Sunday, March 07, 2010

Pizzelli: Anise Waffle Cookies from Abruzzo

My mom always made big batches of these anise -scented wafers, typical of the Abruzzo region, with the hope that we had enough of them to enjoy for morning breakfast and to offer to her friends when she invited them over for coffee and gossip in the afternoons. But pizzelle never lasted for more than a day in our home, and my mom always complained that she didn’t have anything to offer her guests to go with their coffee. We just love to eat pizzelle straight from the ferro (waffle iron) with marmalade or Nutella.
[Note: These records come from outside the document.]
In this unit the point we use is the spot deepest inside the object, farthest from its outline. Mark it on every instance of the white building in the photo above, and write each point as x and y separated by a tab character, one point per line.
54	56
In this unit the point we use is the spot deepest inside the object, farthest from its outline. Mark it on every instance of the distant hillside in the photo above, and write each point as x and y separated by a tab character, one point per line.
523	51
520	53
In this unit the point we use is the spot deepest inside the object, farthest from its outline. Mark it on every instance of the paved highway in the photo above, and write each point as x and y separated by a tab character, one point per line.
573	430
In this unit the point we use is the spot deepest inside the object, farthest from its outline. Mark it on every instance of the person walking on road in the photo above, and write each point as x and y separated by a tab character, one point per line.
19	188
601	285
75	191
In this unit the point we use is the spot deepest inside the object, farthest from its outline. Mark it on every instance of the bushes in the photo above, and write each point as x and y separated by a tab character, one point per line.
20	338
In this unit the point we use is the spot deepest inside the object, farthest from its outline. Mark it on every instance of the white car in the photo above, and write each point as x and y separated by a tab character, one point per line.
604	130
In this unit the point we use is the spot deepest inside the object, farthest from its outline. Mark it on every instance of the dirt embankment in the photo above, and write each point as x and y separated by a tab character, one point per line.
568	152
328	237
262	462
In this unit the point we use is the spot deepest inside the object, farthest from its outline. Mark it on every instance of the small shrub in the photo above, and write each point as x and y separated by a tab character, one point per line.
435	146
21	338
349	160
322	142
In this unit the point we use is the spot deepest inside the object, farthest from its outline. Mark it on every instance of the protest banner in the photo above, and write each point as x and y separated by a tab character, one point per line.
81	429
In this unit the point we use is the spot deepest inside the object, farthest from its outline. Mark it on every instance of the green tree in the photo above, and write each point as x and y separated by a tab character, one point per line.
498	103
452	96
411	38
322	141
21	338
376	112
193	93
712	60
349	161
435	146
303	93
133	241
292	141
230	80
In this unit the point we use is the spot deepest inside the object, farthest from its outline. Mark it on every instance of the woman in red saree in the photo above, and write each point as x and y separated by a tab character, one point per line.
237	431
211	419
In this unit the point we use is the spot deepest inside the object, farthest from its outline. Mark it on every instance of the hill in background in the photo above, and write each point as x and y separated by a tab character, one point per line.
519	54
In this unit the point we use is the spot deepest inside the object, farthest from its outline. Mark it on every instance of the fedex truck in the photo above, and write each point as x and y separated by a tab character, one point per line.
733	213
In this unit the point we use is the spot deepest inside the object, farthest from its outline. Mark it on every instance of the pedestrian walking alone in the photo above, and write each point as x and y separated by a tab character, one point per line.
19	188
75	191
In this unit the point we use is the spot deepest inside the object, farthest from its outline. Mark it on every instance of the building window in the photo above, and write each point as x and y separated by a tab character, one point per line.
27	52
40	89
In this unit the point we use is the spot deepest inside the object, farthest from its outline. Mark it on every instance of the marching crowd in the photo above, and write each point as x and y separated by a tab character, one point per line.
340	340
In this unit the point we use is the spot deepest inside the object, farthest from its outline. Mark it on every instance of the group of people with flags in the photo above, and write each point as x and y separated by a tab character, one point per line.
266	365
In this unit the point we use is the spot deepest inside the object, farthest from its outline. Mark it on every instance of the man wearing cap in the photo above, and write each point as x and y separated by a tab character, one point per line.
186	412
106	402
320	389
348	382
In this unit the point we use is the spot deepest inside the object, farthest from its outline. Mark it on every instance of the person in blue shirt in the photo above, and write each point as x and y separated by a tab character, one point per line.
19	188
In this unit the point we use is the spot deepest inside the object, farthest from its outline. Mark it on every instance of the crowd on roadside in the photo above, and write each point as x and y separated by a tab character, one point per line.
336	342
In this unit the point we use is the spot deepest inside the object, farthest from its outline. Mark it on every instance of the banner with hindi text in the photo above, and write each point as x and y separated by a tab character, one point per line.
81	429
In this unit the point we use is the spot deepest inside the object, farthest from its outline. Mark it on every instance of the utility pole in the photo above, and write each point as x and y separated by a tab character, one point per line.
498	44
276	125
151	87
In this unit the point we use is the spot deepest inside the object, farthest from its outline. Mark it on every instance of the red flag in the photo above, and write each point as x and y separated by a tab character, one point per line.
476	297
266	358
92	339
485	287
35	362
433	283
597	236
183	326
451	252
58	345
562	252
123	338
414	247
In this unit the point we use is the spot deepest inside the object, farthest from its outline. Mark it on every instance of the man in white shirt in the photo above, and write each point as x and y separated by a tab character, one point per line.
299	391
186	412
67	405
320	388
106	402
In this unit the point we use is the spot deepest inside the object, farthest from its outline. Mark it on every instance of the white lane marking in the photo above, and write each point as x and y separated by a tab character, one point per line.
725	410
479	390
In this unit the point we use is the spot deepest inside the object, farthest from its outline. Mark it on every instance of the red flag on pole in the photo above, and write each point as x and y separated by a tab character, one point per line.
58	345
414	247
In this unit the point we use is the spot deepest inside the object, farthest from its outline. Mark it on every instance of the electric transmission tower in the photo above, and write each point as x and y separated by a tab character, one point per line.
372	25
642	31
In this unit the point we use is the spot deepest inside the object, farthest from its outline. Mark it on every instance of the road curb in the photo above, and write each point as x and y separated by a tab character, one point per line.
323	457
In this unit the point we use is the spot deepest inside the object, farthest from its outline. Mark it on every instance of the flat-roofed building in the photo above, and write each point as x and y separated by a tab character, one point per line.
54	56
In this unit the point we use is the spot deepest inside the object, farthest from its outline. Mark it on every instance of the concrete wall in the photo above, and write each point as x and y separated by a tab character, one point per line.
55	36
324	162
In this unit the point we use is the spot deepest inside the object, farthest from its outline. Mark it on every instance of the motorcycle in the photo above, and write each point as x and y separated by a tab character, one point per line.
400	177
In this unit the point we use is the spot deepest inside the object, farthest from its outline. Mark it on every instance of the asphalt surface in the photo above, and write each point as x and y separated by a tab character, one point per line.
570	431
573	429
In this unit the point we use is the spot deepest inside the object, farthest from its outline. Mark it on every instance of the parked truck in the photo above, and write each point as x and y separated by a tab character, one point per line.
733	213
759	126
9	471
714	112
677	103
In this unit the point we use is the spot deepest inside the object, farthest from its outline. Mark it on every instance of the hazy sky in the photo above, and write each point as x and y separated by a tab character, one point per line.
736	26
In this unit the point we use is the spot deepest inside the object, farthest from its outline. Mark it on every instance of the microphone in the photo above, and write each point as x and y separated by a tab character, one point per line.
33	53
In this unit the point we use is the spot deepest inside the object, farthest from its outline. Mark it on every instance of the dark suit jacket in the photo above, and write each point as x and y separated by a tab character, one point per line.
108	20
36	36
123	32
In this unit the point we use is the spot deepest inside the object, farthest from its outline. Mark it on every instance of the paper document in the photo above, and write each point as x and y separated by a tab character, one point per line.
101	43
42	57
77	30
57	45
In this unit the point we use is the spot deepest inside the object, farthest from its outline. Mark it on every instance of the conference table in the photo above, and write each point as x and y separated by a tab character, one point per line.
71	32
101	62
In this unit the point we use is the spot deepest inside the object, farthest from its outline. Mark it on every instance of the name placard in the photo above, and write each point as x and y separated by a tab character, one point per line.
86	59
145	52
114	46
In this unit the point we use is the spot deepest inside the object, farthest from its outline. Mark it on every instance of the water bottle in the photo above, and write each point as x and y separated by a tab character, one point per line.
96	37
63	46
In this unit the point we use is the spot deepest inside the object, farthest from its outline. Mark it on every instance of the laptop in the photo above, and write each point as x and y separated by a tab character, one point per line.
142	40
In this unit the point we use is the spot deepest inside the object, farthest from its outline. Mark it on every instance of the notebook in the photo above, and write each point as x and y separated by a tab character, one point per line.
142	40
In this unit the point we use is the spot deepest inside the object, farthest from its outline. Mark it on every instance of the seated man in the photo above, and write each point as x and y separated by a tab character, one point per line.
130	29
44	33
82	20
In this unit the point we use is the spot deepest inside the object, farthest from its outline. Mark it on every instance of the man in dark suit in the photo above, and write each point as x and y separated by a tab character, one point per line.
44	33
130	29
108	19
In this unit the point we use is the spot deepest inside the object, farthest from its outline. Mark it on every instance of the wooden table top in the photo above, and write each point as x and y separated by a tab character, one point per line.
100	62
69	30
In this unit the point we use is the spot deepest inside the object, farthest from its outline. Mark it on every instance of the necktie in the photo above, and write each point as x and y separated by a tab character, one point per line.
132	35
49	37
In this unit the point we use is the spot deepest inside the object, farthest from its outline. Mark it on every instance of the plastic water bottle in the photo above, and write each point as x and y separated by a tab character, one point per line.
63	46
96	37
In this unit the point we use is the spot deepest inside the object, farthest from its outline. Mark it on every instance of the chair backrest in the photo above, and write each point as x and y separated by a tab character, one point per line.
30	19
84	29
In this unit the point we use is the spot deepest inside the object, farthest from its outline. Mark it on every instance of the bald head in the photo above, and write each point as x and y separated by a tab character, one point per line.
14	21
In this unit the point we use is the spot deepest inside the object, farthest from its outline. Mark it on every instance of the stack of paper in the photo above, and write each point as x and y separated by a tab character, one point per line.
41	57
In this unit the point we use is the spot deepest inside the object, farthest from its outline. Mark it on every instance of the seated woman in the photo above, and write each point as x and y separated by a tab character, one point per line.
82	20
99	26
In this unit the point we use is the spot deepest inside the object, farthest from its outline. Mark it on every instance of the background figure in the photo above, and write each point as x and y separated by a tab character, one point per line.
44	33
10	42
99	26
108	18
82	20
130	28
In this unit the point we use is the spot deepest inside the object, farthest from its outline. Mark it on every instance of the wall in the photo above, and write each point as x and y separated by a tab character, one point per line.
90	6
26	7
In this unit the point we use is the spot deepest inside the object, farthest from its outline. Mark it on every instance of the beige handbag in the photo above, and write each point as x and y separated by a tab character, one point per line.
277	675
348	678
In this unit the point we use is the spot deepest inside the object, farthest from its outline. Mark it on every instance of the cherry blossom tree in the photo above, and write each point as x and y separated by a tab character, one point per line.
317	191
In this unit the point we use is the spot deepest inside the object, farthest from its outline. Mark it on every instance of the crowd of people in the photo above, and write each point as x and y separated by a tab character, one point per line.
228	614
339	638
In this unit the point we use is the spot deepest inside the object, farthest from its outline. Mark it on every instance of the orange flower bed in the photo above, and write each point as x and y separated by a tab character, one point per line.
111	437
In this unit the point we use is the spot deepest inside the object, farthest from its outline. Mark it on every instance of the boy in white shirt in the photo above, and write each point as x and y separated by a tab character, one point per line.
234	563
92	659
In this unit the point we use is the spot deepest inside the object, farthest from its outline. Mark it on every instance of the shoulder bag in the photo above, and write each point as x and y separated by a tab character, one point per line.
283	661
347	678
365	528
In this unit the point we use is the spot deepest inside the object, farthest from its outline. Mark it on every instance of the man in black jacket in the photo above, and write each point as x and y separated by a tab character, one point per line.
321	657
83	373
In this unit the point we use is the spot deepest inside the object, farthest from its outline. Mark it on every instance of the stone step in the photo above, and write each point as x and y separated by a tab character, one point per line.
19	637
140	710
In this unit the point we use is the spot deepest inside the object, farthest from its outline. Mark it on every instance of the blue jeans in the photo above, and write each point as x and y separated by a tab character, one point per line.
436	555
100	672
This is my family recipe for pizzelli:

Makes 2 dozen wafers

• 2 cups flour
• 1 teaspoon baking powder
• 1 teaspoon anise seeds
• 2 large eggs
• Pinch of salt
• 1/2 cup sugar
• 1 tablespoon rum
• 1/3 cup plus 1 tablespoon extra virgin olive oil
• Zest of 1 lemon, grated

• Confectioners’ sugar, for dusting

Mix flour, baking powder and anise seeds in a bowl and whisk to blend. In another bowl, whisk the eggs and salt until foamy, then gradually whisk in the sugar. When mixture is smooth, whisk in the rum, followed by the oil and lemon zest. Switch to a rubber spatula and fold in the dry ingredients. Let it rest in the refrigerator, covered with plastic wrap, for 1 hour.

Preheat the pizzelle iron, and grease or spray it if suggested in the manufacturer's instructions. Using about 2 teaspoons of batter for each pizzelle, pour batter in the center of the iron, close, and bake about 1 minute (the time required to recite an "Ave Maria”). Then flip the iron over and cook the other side. Open the iron and, if the wafer has a beautiful golden color, it is cooked..

1 comment:

JAdP said...

I have my grandfather's cast-iron pizzelle iron from Abbruzzo. Our initials are part of the waffle pattern. It makes an incredibly thin, crisp pizelle, much thinner than the modern electric ones.